NON È STATA SOLTANTO UNA PASSERELLA PER I NOTABILI, MA LA MANIFESTAZIONE DELL’UNICO GRANDE PARTITO VERAMENTE RADICATO IN TUTTO IL PAESE, CHE HA DECISO DI RENDERE VERAMENTE CONTENDIBILE LA PROPRIA LEADERSHIP
Secondo editoriale telegrafico per la Nwsl n. 218, 7 ottobre 2012 – In argomento v. anche il primo editoriale telegrafico: Un grande Bersani (e il suo neo)

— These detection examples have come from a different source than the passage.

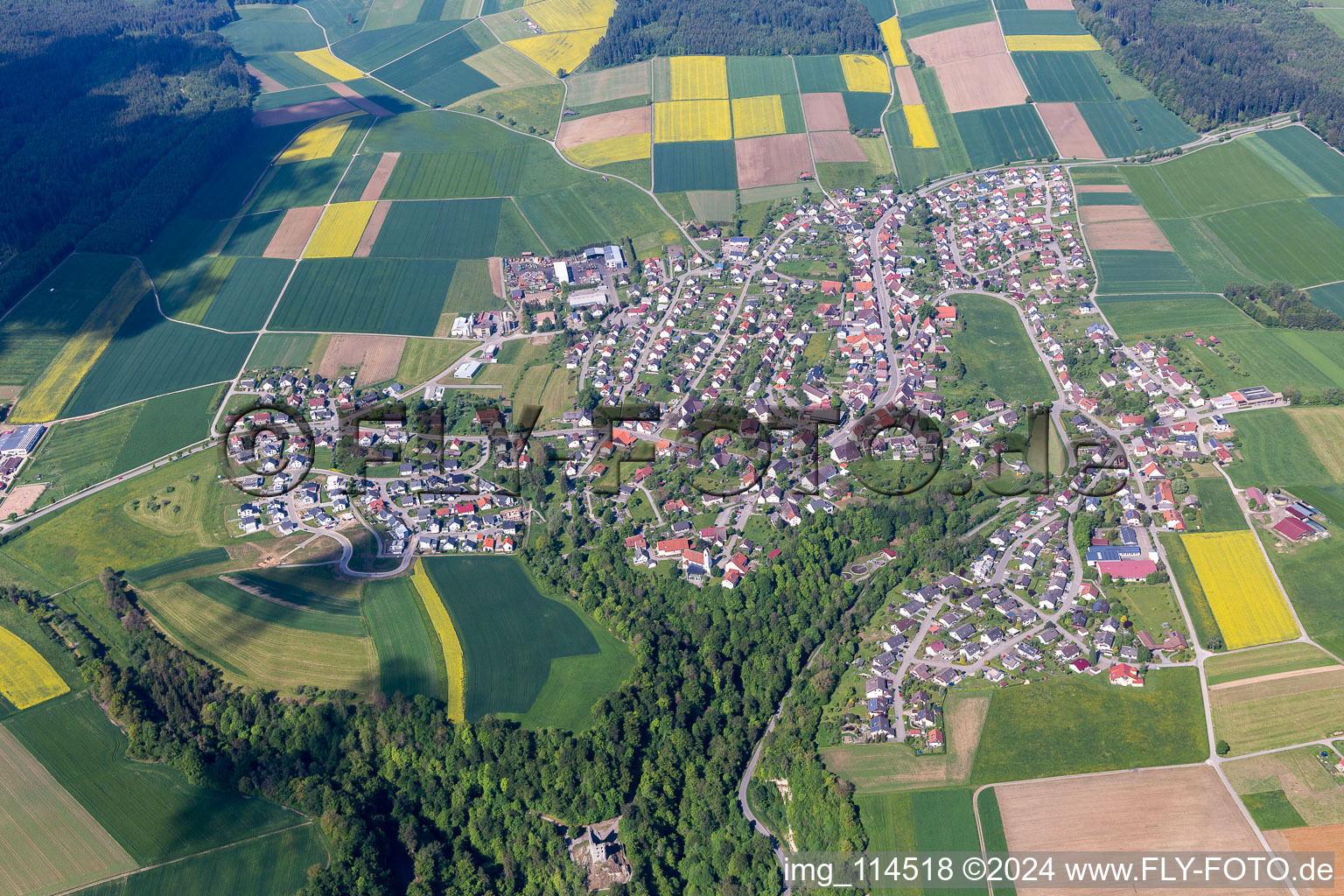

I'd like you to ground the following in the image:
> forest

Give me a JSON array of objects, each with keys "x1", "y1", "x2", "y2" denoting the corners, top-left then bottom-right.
[
  {"x1": 589, "y1": 0, "x2": 882, "y2": 67},
  {"x1": 1223, "y1": 284, "x2": 1344, "y2": 329},
  {"x1": 0, "y1": 0, "x2": 253, "y2": 314},
  {"x1": 1078, "y1": 0, "x2": 1344, "y2": 148},
  {"x1": 8, "y1": 475, "x2": 970, "y2": 896}
]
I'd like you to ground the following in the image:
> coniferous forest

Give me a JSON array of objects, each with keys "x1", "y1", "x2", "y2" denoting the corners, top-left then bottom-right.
[
  {"x1": 1079, "y1": 0, "x2": 1344, "y2": 148},
  {"x1": 0, "y1": 0, "x2": 253, "y2": 314},
  {"x1": 590, "y1": 0, "x2": 882, "y2": 66}
]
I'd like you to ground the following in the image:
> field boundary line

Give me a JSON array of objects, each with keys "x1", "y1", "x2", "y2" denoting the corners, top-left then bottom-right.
[
  {"x1": 52, "y1": 810, "x2": 315, "y2": 896},
  {"x1": 508, "y1": 196, "x2": 551, "y2": 256}
]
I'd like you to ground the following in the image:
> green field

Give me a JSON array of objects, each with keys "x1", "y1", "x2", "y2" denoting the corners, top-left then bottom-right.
[
  {"x1": 1223, "y1": 747, "x2": 1344, "y2": 825},
  {"x1": 1011, "y1": 52, "x2": 1113, "y2": 102},
  {"x1": 0, "y1": 254, "x2": 140, "y2": 386},
  {"x1": 1157, "y1": 533, "x2": 1223, "y2": 648},
  {"x1": 19, "y1": 386, "x2": 225, "y2": 502},
  {"x1": 424, "y1": 557, "x2": 633, "y2": 730},
  {"x1": 953, "y1": 105, "x2": 1055, "y2": 168},
  {"x1": 1204, "y1": 643, "x2": 1336, "y2": 685},
  {"x1": 4, "y1": 695, "x2": 296, "y2": 864},
  {"x1": 731, "y1": 56, "x2": 798, "y2": 98},
  {"x1": 372, "y1": 199, "x2": 518, "y2": 258},
  {"x1": 653, "y1": 140, "x2": 738, "y2": 193},
  {"x1": 63, "y1": 296, "x2": 256, "y2": 416},
  {"x1": 943, "y1": 293, "x2": 1054, "y2": 404},
  {"x1": 1242, "y1": 790, "x2": 1306, "y2": 830},
  {"x1": 270, "y1": 258, "x2": 453, "y2": 336},
  {"x1": 1074, "y1": 98, "x2": 1196, "y2": 158},
  {"x1": 80, "y1": 816, "x2": 329, "y2": 896},
  {"x1": 126, "y1": 548, "x2": 228, "y2": 583},
  {"x1": 332, "y1": 22, "x2": 474, "y2": 71},
  {"x1": 972, "y1": 669, "x2": 1208, "y2": 785},
  {"x1": 360, "y1": 578, "x2": 447, "y2": 697},
  {"x1": 1189, "y1": 475, "x2": 1246, "y2": 532},
  {"x1": 1083, "y1": 248, "x2": 1200, "y2": 293},
  {"x1": 900, "y1": 0, "x2": 995, "y2": 40}
]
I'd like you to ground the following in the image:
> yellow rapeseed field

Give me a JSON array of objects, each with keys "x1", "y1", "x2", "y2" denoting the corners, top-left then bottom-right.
[
  {"x1": 653, "y1": 100, "x2": 732, "y2": 144},
  {"x1": 564, "y1": 135, "x2": 653, "y2": 168},
  {"x1": 669, "y1": 56, "x2": 729, "y2": 100},
  {"x1": 527, "y1": 0, "x2": 615, "y2": 31},
  {"x1": 411, "y1": 563, "x2": 466, "y2": 721},
  {"x1": 0, "y1": 628, "x2": 70, "y2": 710},
  {"x1": 1004, "y1": 33, "x2": 1101, "y2": 52},
  {"x1": 304, "y1": 200, "x2": 378, "y2": 258},
  {"x1": 732, "y1": 94, "x2": 787, "y2": 140},
  {"x1": 276, "y1": 111, "x2": 359, "y2": 165},
  {"x1": 1181, "y1": 530, "x2": 1297, "y2": 650},
  {"x1": 294, "y1": 47, "x2": 364, "y2": 80},
  {"x1": 903, "y1": 103, "x2": 938, "y2": 149},
  {"x1": 878, "y1": 16, "x2": 910, "y2": 66},
  {"x1": 840, "y1": 52, "x2": 891, "y2": 93},
  {"x1": 10, "y1": 264, "x2": 149, "y2": 424},
  {"x1": 508, "y1": 25, "x2": 606, "y2": 74}
]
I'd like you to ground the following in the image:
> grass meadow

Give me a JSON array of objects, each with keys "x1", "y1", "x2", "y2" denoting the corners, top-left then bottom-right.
[
  {"x1": 4, "y1": 693, "x2": 296, "y2": 864},
  {"x1": 424, "y1": 557, "x2": 633, "y2": 730}
]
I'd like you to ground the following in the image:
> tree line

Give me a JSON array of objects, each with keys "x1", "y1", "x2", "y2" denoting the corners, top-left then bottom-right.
[
  {"x1": 1078, "y1": 0, "x2": 1344, "y2": 148},
  {"x1": 589, "y1": 0, "x2": 882, "y2": 67},
  {"x1": 10, "y1": 475, "x2": 969, "y2": 896},
  {"x1": 1223, "y1": 281, "x2": 1344, "y2": 329},
  {"x1": 0, "y1": 0, "x2": 253, "y2": 315}
]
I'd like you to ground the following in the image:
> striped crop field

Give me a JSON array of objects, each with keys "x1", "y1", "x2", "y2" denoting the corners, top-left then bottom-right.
[
  {"x1": 840, "y1": 52, "x2": 891, "y2": 93},
  {"x1": 878, "y1": 16, "x2": 910, "y2": 66},
  {"x1": 294, "y1": 47, "x2": 364, "y2": 80},
  {"x1": 508, "y1": 25, "x2": 606, "y2": 74},
  {"x1": 653, "y1": 99, "x2": 732, "y2": 144},
  {"x1": 8, "y1": 264, "x2": 149, "y2": 424},
  {"x1": 564, "y1": 135, "x2": 653, "y2": 168},
  {"x1": 1004, "y1": 33, "x2": 1101, "y2": 52},
  {"x1": 0, "y1": 628, "x2": 70, "y2": 710},
  {"x1": 670, "y1": 56, "x2": 729, "y2": 100},
  {"x1": 1181, "y1": 529, "x2": 1298, "y2": 650},
  {"x1": 902, "y1": 103, "x2": 938, "y2": 149},
  {"x1": 276, "y1": 111, "x2": 359, "y2": 165},
  {"x1": 411, "y1": 562, "x2": 466, "y2": 721},
  {"x1": 304, "y1": 200, "x2": 378, "y2": 258},
  {"x1": 732, "y1": 94, "x2": 788, "y2": 140},
  {"x1": 524, "y1": 0, "x2": 615, "y2": 31}
]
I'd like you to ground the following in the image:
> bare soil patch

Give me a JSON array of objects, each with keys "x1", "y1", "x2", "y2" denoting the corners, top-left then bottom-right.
[
  {"x1": 812, "y1": 130, "x2": 868, "y2": 161},
  {"x1": 995, "y1": 766, "x2": 1277, "y2": 896},
  {"x1": 1266, "y1": 825, "x2": 1344, "y2": 896},
  {"x1": 802, "y1": 93, "x2": 850, "y2": 130},
  {"x1": 253, "y1": 100, "x2": 356, "y2": 128},
  {"x1": 262, "y1": 206, "x2": 323, "y2": 258},
  {"x1": 0, "y1": 482, "x2": 47, "y2": 520},
  {"x1": 1085, "y1": 220, "x2": 1172, "y2": 251},
  {"x1": 555, "y1": 106, "x2": 653, "y2": 149},
  {"x1": 359, "y1": 151, "x2": 402, "y2": 201},
  {"x1": 248, "y1": 65, "x2": 285, "y2": 93},
  {"x1": 317, "y1": 334, "x2": 406, "y2": 386},
  {"x1": 934, "y1": 52, "x2": 1027, "y2": 111},
  {"x1": 737, "y1": 135, "x2": 806, "y2": 189},
  {"x1": 326, "y1": 80, "x2": 396, "y2": 118},
  {"x1": 354, "y1": 199, "x2": 393, "y2": 258},
  {"x1": 1078, "y1": 206, "x2": 1148, "y2": 224},
  {"x1": 1036, "y1": 102, "x2": 1106, "y2": 158},
  {"x1": 910, "y1": 22, "x2": 1004, "y2": 66},
  {"x1": 895, "y1": 66, "x2": 923, "y2": 106}
]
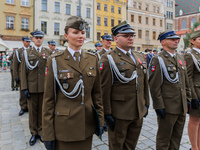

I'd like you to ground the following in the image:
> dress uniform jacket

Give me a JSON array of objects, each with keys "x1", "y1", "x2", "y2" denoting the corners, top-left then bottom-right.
[
  {"x1": 100, "y1": 48, "x2": 149, "y2": 120},
  {"x1": 21, "y1": 47, "x2": 52, "y2": 93},
  {"x1": 42, "y1": 49, "x2": 104, "y2": 142},
  {"x1": 184, "y1": 49, "x2": 200, "y2": 117},
  {"x1": 149, "y1": 50, "x2": 191, "y2": 114},
  {"x1": 13, "y1": 47, "x2": 24, "y2": 79}
]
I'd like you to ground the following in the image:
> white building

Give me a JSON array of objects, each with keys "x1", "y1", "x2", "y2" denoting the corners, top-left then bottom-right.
[{"x1": 34, "y1": 0, "x2": 94, "y2": 49}]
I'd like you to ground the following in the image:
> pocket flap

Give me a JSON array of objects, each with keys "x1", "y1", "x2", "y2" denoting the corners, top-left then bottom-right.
[{"x1": 54, "y1": 107, "x2": 70, "y2": 116}]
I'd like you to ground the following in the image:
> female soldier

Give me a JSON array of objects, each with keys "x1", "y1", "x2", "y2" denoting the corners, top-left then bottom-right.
[
  {"x1": 42, "y1": 16, "x2": 104, "y2": 150},
  {"x1": 185, "y1": 31, "x2": 200, "y2": 150}
]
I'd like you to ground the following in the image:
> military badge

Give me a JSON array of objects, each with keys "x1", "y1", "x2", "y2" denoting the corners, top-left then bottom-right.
[
  {"x1": 151, "y1": 65, "x2": 156, "y2": 72},
  {"x1": 79, "y1": 23, "x2": 84, "y2": 30},
  {"x1": 100, "y1": 63, "x2": 103, "y2": 70},
  {"x1": 45, "y1": 67, "x2": 48, "y2": 76}
]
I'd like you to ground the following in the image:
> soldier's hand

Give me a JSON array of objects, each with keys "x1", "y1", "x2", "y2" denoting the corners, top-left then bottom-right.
[
  {"x1": 104, "y1": 115, "x2": 115, "y2": 131},
  {"x1": 155, "y1": 109, "x2": 165, "y2": 118},
  {"x1": 44, "y1": 140, "x2": 56, "y2": 150},
  {"x1": 15, "y1": 78, "x2": 19, "y2": 84},
  {"x1": 144, "y1": 106, "x2": 149, "y2": 118},
  {"x1": 192, "y1": 99, "x2": 199, "y2": 109},
  {"x1": 22, "y1": 89, "x2": 31, "y2": 99}
]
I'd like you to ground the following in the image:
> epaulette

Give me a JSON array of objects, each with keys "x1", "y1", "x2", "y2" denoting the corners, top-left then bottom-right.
[
  {"x1": 51, "y1": 52, "x2": 64, "y2": 57},
  {"x1": 86, "y1": 52, "x2": 96, "y2": 57}
]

Matteo Renzi aveva due motivi per non partecipare all’Assemblea nazionale, sabato all’Ergife. Uno formale: lui avrebbe potuto partecipare soltanto come osservatore, senza diritto di voto. Uno sostanziale: queste assise di partito sono sovente soltanto una passerella per i notabili e un luogo di ritrovo di quell'”apparato” che il sindaco di Firenze notoriamente non ama. Ma sabato all’Ergife non c’era solo questo: c’erano 615 rappresentanti veri dell’unico grande partito vero di cui oggi il nostro Paese disponga. Un partito impegnato a trovare – e, mi sembra, questa volta lo ha trovato – il giusto equilibrio tra la democrazia “interna”, quella delle centinaia di migliaia di iscritti, e la democrazia “esterna”, quella dei milioni di elettori. Certo, Renzi predilige il rapporto diretto con questi ultimi, gli elettori; ma sa pure che, se il 25 novembre prossimo i suoi molti supporters potranno esprimere il loro voto per lui, questo avverrà perché c’è un grande partito incarnato da iscritti, militanti e dirigenti, che sabato ha scelto di rendere contendibile la propria leadership dando vita a elezioni “primarie” davvero aperte. Questo è il motivo per cui Matteo non perde occasione per ripetere che, anche se perderà, il Pd resterà il suo partito; ed è sincero nel dirlo. Questo, però, è anche il motivo per cui avrebbe fatto meglio, sabato, a venire all’Ergife, anche soltanto nella veste, che per ora gli è data, di osservatore.